Les données à caractère personnel collectées et traitées par les traceurs qui peuvent ensuite être utilisées pour en déduire des habitudes et de modes de vie des utilisateurs sont soumises au RGPD qui définit des exigences claires quant à leur utilisation. Préalablement au dépôt de cookies ou traceurs sur des terminaux, les acteurs du numérique doivent respecter, entre autres, les obligations suivantes sous peine de ne pas être en conformité :

  1. Informer l’utilisateur de la mise en œuvre de traceurs et cookies utilisés et leur(s) finalité(s) précise(s) dans un bandeau rédigé en des termes simples et compréhensibles
  2. Recueillir le consentement de l’utilisateur ou de lui fournir la possibilité de s’y opposer (nb. ce consentement est valable 13 mois maximum)
  3. Respecter l’activation par l’utilisateur du paramètre DoNotTrack offert par certaines récentes versions de navigateurs

Attention : jusqu’en juillet 2019, la CNIL considérait que la poursuite de la navigation vallait accord au dépôt de Cookies sur le terminal utilisateur. Cette pratique, qualifiée de « soft opt-in » a depuis été révisée par CNIL (voir ici).

En conclusion, des efforts restent à réaliser pour aller vers plus de transparence et de pédagogie vis-à-vis des utilisateurs pour qu’ils puissent choisir de faire l’objet d’une navigation personnalisée respectueuse de la vie privée.

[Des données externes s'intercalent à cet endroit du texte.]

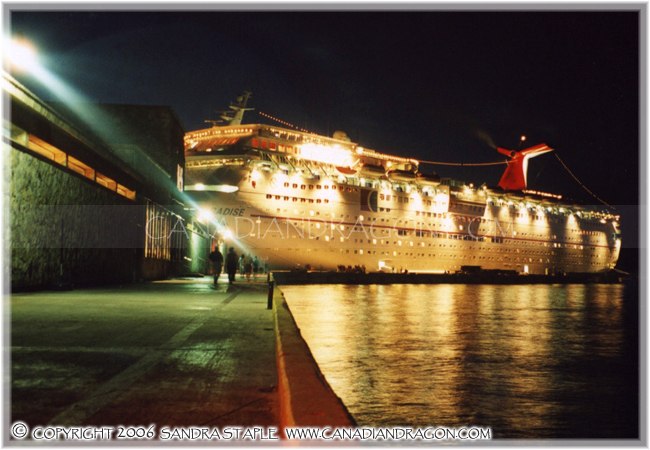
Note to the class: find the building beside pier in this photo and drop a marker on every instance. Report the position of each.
(94, 194)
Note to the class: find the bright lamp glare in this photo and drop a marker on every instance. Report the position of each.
(21, 54)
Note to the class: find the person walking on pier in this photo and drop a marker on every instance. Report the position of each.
(217, 260)
(232, 263)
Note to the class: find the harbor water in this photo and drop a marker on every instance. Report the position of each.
(531, 361)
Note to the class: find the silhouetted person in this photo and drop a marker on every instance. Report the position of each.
(217, 261)
(232, 261)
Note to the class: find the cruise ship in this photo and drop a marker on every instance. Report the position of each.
(299, 200)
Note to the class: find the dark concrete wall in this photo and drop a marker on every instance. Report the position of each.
(59, 221)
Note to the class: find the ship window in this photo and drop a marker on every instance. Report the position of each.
(105, 181)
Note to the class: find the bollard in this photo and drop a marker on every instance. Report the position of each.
(269, 300)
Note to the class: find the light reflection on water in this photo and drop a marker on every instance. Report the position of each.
(533, 361)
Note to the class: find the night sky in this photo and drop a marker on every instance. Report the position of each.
(434, 85)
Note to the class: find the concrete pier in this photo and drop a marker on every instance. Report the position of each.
(175, 353)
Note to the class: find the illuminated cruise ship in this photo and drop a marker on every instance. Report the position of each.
(300, 200)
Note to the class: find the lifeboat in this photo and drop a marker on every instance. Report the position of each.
(372, 171)
(427, 180)
(401, 175)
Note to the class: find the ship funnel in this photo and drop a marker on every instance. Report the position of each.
(515, 176)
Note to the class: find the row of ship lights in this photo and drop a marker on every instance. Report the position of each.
(482, 191)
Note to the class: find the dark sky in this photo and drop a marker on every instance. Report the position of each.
(426, 84)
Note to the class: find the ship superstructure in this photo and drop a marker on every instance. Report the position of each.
(298, 199)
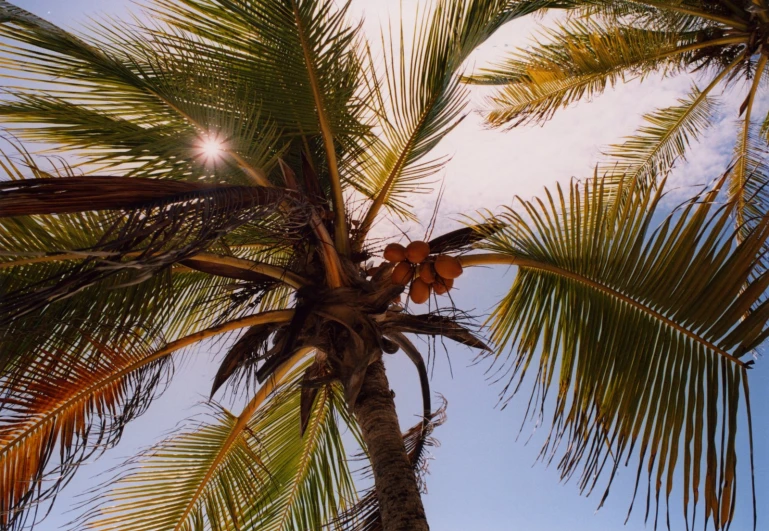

Un an après l’entrée en application du RGPD, les traceurs – incluant les cookies et les pixels – sont généralement bien gérés par les entreprises lors de la navigation web. En effet, la plupart des sites mettent à disposition des utilisateurs un bandeau d’information, une politique relative à l’utilisation des données à caractère personnel et un outil de gestion des cookies, incluant les pixels, pour que l’utilisateur puisse gérer ses préférences (opt-out lorsque le consentement n’est pas nécessaire) et consentements sur ces sites. Néanmoins, l’information relative à l’usage de ces traceurs à des fins de traitement marketing (ciblage, profilage) ne fait pas toujours la distinction entre les cookies et les pixels, ce qui ne permet pas l’information claire et transparente de l’utilisateur. Pour finir, l’information quant à l’utilisation de pixels dans les emails est presque inexistante (ou alors accessible après plusieurs clics !) ne permettant pas d’assurer la transparence envers les destinataires. Bien qu’elles ne permettent pas d’endiguer le dépôt de traceurs, des solutions telles que l’effacement régulier de l’historique de navigation ou de moteur de recherche ou telles que l’installation d’extensions (ex.  NoScript, Ghostery, Adblock Plus et bien d’autres encore pour la navigation, PixelBlock, Ugly Email pour la messagerie) peuvent être mises en œuvre par les utilisateurs pour limiter la collecte de leurs données à caractère personnel.